CDB Leasing IPO; HAIL ABS

Dino D'Amore
By Dino D'Amore June 22, 2016 10:47

CDB Leasing IPO; HAIL ABS

It is being reported that China Development Bank Financial Leasing hopes to raise as much as $978 million in a Hong Kong initial public offering (IPO). Some 79% of the offering will be offered to cornerstone investors, which have been identified as including: China Reinsurance Group, China State Shipbuilding, Guangdong Hengjian Investment Holding, Bank of China Group Investment, China Communications Construction and state-owned power generator China Three Gorges. The latter is reported by Reuters to be planning to purchase about 42 percent of the IPO stock.

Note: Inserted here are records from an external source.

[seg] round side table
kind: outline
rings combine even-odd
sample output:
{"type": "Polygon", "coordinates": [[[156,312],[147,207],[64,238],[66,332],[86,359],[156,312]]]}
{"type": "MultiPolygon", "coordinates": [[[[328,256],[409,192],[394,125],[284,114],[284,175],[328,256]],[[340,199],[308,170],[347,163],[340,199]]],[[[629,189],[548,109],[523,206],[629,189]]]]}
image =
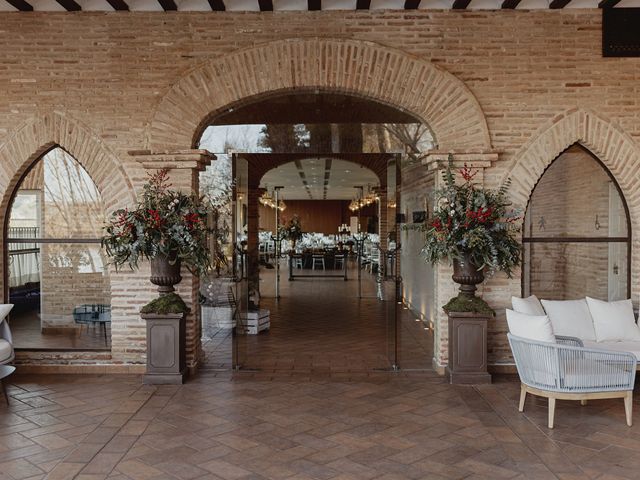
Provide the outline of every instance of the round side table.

CDB Leasing is offering 3.1 billion new shares at HK$1.90 to HK$2.45 each.
The IPO is scheduled to price next Wednesday. Bank of America, Citic CLSA., Deutsche Bank, HSBC and UBS are joint global coordinators.

Meanwhile, newbie aircraft lessor, Aergen, is preparing to launch a $324.7million asset backed securitization. Habor Aircraft Investments Series 2016-1 is a three tranched ABS, all with a final maturity of July 2014, which comprises: $246.7 million A notes with an initial loan-to-value of 63.7%, rated A by Kroll Bond Rating Agency; a $47 million B notes, rated BBB by Kroll, with an initial LTV of 75.9%; as well as a $31 million C notes tranche, rated B, with a LTV of 83.9%.

The Series A Loans and Series B Loans will initially amortize during the first and second years based on an approximated 11-year straight-line amortization schedule and during the third and fourth years based on an approximated 14-year straight-line amortization schedule. Commencing in the fifth year of the transaction and thereafter, the Series A Loans and Series B Loans will amortize based on a 13-year straight-line amortization schedule. There is a cash sweep in the fifth year of the transaction, to accelerate the repayment of the Series A Loans and Series B Loans.

The Series C Loans will initially amortize during the first year based on an approximated 5-year straight-line amortization schedule. In year two, the Series C Loans will amortize based on a 5-year straight-line amortization schedule and in the third year and thereafter, a 7-year straight-line amortization schedule.
Commencing in the second year of the transaction, there will be a cash sweep to accelerate the repayment of the Series C Loans equal to 30% of all remaining available collections.

The notes are secured on a portfolio of 15 aircraft, which has an initial weighted average age of approximately 12.7 years. Over 90% of the portfolio consists of liquid A320/321-200s and 737-800s. The three largest lessees by value are Virgin America, SAA/Mango and SAS, which represent approximately 22.7%, 10.5% and 8.1%, respectively.

Aergen is the servicer for the portfolio. Maples is the managing agent, Wells Fargo is the trustee, while DVB is providing the nine-month liquidity facility. Deutsche Bank is the sole structuring agent and lead left joint arranger.